Cynthia Rylant, Cinderella
I love fairy tale retellings in any format. It’s so interesting to see how different people envision the same familiar story, how it changes with each telling, which details stand out for some and fade to the background or disappear entirely for others. Every story says something about both the teller and the audience. Disney versions are no different and the love so many hold for them is telling about our culture and the values we prize. But a movie is a collective creation made by a whole host of people, so it can be challenging to tease out what each one contributed sometimes. How the varying views blended into the whole.
But sometimes the work of a single artist stands out enough to stand alone even apart from the movie itself. Mary Blair was that kind of concept artist that could do that and this picture book retelling of the story features her art and few specific nods to the movie it was created for. The blend of that art, the story as told by writer Cynthia Rylant, and the little pieces of the movie that stayed or went missing from it is particularly intriguing.
What made something from the movie remain, even when the art doesn’t show that moment? Why did Rylant decide to keep the moment when the glass slipper breaks and Cinderella reveals she has the other one? It isn’t in the images and is pretty iconic from the movie. But so is the moment when Cinderella appears in her mother’s remade dress and her stepfamily tears it apart, and that moment didn’t make it into the book. So why did Rylant choose one moment and not the other?

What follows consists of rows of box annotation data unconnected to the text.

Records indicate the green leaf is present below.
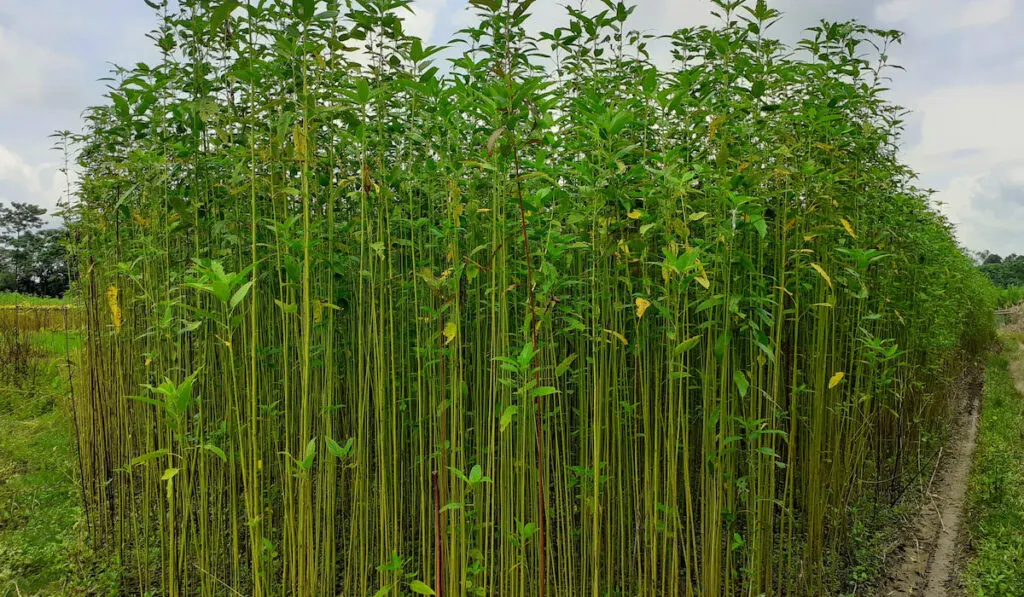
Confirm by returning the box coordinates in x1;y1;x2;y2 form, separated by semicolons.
529;386;558;398
229;281;254;309
273;299;299;313
299;437;316;471
676;336;700;354
203;443;227;462
128;450;169;468
327;437;355;458
555;354;577;377
751;216;768;239
732;371;751;396
210;0;240;32
409;581;437;595
498;406;519;431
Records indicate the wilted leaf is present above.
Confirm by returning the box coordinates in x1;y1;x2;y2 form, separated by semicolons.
498;406;519;431
811;263;833;288
840;218;857;239
444;322;459;344
636;298;650;319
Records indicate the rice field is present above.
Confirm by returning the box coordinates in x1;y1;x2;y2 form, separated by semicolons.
61;0;995;597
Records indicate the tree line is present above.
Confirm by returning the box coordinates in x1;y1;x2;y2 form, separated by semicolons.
0;201;70;297
977;251;1024;288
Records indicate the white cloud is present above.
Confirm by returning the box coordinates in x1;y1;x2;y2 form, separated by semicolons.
906;83;1024;176
874;0;1015;33
402;0;447;40
949;0;1014;29
0;26;83;112
905;83;1024;254
0;145;39;190
874;0;929;24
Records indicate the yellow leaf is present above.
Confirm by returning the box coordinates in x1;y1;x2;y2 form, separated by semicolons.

Even more interesting, is that the text brings out themes and ideas that are completely absent from the movie and too abstract to be pointed to in a picture. She talks philosophically throughout about love itself and the nature of falling in love. She evokes the idea that love is such a powerful force that it can bring two people together despite all obstacles. The movie, interestingly, doesn’t dwell on that concept. Cinderella never mentions love before she meets the prince. She wishes she wasn’t being ordered around so much and expresses frustration with her stepfamily, but love seems so far from her reality that she’s not even dreaming of it. Yet here, that is exactly what she does – dreams of love from the first page.
Who can say by what mystery two people find each other in this great wide world?
Cynthia Rylant, Cinderella
Blair’s art is beautiful and impressionistic. Details are more sketched in than explicitly painted and everything almost feels as if seen through slightly frosted or wavy glass. It adds to the dreaminess of Rylant’s retelling and I wonder if it was what put her in that mood in the first place! Usually my favorite part of the illustrations for any version of Cinderella is looking at the beautiful gowns, but in this case, they are more suggestions of beautiful gowns than detailed designs that could be copied. That said, I found myself getting lost in the dreamy landscapes, the lush unrealistically huge hallways, the magical balconies. The places felt imaginary and enchanting – the perfect setting for a fairy tale and for a philosophical musing on romantic love!
I really enjoyed the dreaminess and thoughtfulness of this retelling. Sometimes philosophy feels heavy-handed when applied to fairy tales, but in this case it enhances the story’s feeling of being a glistening soap bubble that may be perfect and beautiful now, but is going to pop and be lost to all but memory at any moment.